Title: Modeling the UK mortgage demand using online searches
Authors: Jaroslav Pavlicek - Institute of Economic Studies, Charles University (Czech Republic) [presenting]
Ladislav Kristoufek - Institute of Information Theory and Automation, Czech Academy of Sciences (Czech Republic)
Abstract: Internet has become the primary source of information for most of the population in modern economies and as such it provides enormous amount of readily available data and the data on the internet search queries have been shown to improve forecasting models for various economic and financial series. In the aftermath of the global financial crisis, modeling and forecasting mortgage demand has become a central issue in the banking sector as well as for governments and regulators. In the UK, the mortgage market dynamics is could be measured by new mortgage approvals.
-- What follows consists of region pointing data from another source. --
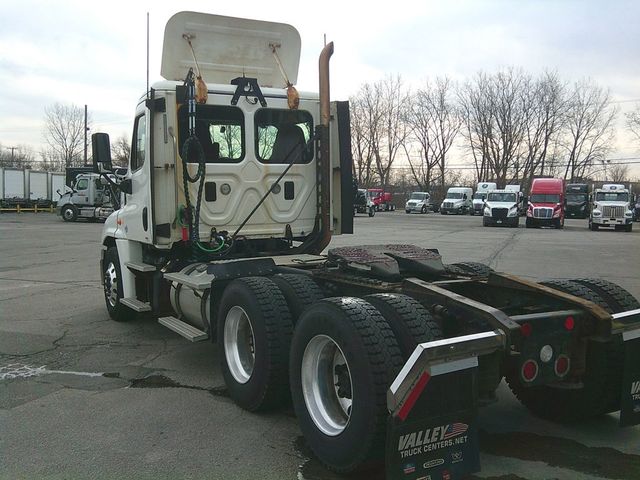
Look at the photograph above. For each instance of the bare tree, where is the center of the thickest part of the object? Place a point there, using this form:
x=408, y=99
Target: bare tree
x=590, y=128
x=120, y=152
x=434, y=121
x=633, y=122
x=64, y=132
x=497, y=111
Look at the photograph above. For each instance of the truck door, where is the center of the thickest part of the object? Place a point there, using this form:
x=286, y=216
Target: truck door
x=81, y=195
x=135, y=216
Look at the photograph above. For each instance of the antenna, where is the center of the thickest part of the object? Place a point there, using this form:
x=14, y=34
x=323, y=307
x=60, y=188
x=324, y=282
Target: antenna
x=147, y=54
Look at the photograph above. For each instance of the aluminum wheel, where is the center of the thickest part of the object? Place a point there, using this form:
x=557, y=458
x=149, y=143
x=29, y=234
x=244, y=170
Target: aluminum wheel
x=111, y=284
x=326, y=385
x=239, y=344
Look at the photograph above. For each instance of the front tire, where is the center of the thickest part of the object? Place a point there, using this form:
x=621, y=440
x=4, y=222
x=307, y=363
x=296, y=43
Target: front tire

As the online searches are expected to be one of the last steps before the actual customer application for a large share of population, the intuitive utility of utilizing the intensity of specific online search queries to model them is appealing. When comparing two baseline models - an autoregressive model and a structural model with relevant macroeconomic variables - with their extensions utilizing online searches on Google, the extended models show to better explain the number of new mortgage approvals and improve their nowcasting and forecasting performances markedly. Moreover, utilizing machine learning techniques, the data on Google searches are preferred and, to a certain extent, able to replace the macroeconomic indicators.